Ms. Orléans e Bragança was certainly a long-legged Bazilian beauty, as evidenced by the above Life Magazine photo taken in the mid-1950s. Consider all the people in her life after she was born Thereza de Jesus Cezar Leite in 1929 to José da Silva Leite and Branca Queiroz Cezar dos Santos in Ubá, Brazil.

She first married Carlos Eduardo Souza Campos, a polo-playing banker. It was with this husband that she held attention as a fashion and lifestyle doyenne, a society swan, living in a 20-room mansion in Rio's tony Copacabana section, hosting one event for 70 in honor of Prince Aly Khan, an international polo-playing playboy once married to the American actress Rita Hayworth (Gene Markey of Calumet farm named her champion thoroughbred Alydar after Aly Khan. (Aly Darling).

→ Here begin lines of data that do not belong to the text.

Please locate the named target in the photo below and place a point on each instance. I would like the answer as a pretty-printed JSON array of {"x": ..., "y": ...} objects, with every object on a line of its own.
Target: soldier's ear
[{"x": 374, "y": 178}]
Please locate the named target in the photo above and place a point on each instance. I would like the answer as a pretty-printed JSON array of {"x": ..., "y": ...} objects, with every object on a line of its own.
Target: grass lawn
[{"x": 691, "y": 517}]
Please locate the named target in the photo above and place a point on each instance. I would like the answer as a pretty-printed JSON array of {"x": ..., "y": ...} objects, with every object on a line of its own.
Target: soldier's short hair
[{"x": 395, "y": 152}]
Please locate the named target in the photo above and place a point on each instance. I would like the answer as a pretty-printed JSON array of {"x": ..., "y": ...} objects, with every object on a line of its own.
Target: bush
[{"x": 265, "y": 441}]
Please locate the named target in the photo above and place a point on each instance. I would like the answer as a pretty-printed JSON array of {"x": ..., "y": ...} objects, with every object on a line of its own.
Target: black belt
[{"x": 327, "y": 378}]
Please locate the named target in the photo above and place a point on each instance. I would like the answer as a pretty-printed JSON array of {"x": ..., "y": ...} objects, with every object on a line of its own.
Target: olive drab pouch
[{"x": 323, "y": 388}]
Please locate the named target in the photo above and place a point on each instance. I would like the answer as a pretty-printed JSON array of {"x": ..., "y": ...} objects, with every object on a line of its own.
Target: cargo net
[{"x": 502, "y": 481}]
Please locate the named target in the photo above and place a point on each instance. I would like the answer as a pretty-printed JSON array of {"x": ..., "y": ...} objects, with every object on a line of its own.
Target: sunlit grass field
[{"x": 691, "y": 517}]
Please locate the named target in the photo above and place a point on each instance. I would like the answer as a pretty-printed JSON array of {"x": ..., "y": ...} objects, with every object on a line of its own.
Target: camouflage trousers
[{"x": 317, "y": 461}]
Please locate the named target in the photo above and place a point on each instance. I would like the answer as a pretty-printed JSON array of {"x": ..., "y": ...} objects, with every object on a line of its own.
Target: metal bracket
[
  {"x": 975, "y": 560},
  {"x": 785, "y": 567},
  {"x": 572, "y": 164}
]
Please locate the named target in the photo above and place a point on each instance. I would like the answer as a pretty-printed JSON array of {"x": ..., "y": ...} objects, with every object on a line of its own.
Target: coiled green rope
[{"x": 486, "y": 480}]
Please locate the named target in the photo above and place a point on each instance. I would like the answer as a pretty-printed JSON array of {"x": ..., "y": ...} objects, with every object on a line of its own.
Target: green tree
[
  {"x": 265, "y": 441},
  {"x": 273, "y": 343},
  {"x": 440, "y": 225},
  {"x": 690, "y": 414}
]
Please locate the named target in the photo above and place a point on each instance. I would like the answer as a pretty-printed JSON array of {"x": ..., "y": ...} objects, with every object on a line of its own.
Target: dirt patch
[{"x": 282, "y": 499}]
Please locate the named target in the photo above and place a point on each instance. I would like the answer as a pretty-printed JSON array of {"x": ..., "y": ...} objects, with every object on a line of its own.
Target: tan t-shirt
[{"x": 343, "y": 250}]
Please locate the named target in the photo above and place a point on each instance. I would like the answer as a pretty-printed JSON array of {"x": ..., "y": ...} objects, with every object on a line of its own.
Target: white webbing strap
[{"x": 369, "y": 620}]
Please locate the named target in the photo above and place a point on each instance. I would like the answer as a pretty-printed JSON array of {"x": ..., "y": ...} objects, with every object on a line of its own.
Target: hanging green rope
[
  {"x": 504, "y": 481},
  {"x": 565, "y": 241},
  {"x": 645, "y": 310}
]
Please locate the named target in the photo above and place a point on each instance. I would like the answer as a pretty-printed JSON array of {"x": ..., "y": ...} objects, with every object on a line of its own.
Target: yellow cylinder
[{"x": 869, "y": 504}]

At 61, Mr. Orléans e Bragança married Dom João Maria de Orléans e Bragança, a direct descendant of Portugal's King João VI and lived a somewhat less hectic social life.  Dom João Maria's great-grandfather was Pedro I who had declared Brazil's independence from Portugal in 1822

Dom João Maria was Pedro II's grandson. He had one son, Dom João Henrique with his first wife, the Egyptian princess Fatima Scherifa Chiriene. That stepson, Dom João Henrique Orléans e Bragança survives Ms. Orléans e Bragança, who had a son by her first  marriage to Carlos Eduardo Souza Campos, Carlos Eduardo Jr., who died in August 2019.

Ms. Orléans e Bragança is also survived by a sister, Magda Leite Memória. A niece of Ms. Orléans e Bragança, Ms. Souza Campos, said the death of Carlos Eduardo Jr. in August 2019 affected her aunt quite hard, leaving her to spend her last months in bed, not answering the phone.

My guess is that when Michael Astor completed this obituary, he went somewhere for a stiff drink.